Comprobó que nadie había llegado aún y, feliz, se puso a bailotear al ritmo de su reproductor de música, mientras asía la carta.
Se sentó en una cama situada en un rincón de la habitación. Las paredes, cubiertas de pósteres que la ocultaban en gran parte, eran de un pálido púrpura. Era un espacio pequeño, con pocos muebles y mucha decoración. Sobre las estanterías se acumulaban tomos de manga, CDs de muy variado contenido y toda clase de merchandising.
Detuvo la reproducción de música y se sacó los auriculares, dejándolos abandonados sobre las sábanas estampadas con motivos orientales, mientras rasgaba, con premura, el sobre y extraía la carta que tanto esperaba.
Era de Koharu. Como de costumbre, se disculpaba por haber tardado tanto en contestar y, seguidamente, le exponía las nuevas de su ajetreada vida. Detallaba las nuevas adquisiciones que había hecho en los últimos días a la vez que se lamentaba por no haberla podido ver aquel verano, como ya venía siendo costumbre entre ellas. También explicaba su última ruptura amorosa y lo feliz que estaba ahora que había recuperado la soltería.
Su letra, pequeña y alargada, era una amalgama confusa de colores.
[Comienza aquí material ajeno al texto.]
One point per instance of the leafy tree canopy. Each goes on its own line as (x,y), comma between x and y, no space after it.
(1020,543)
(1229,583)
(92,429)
El papel estaba decorado con dibujos de personajes varios que adornaban la explicación. Terminó de leerla y enseguida compuso la correspondiente respuesta.
Mientras escribía recordó el modo en que ambas se habían conocido. Era curioso que su amistad surgiese a partir de unos mensajes en un foro de otaku. Y ya habían pasado tres años desde aquella primera vez.
Eran muy distintas, pero había una cosa que ambas tenían en común y eso las mantenía unidas, lo que hacía que entre ellas existiese un lazo tan fuerte. Todo aquello era más que una simple afición, era su vida, la que habían elegido y luchaban por poder mantener. Todo cuando las rodeaba era distinto, pero miraban al mismo futuro y recorrían el mismo camino, su destino era el mismo. E iban a luchar juntas para lograrlo. Iban a demostrar que aquella sociedad que las despreciaba estaba equivocada; podían ser diferentes al resto, pero eso las hacia, a la vez, especiales.
Y era por eso que los kilómetros que las separaban no podrían romper jamás aquel vínculo tan especial que compartían y que las convertían en quienes eran.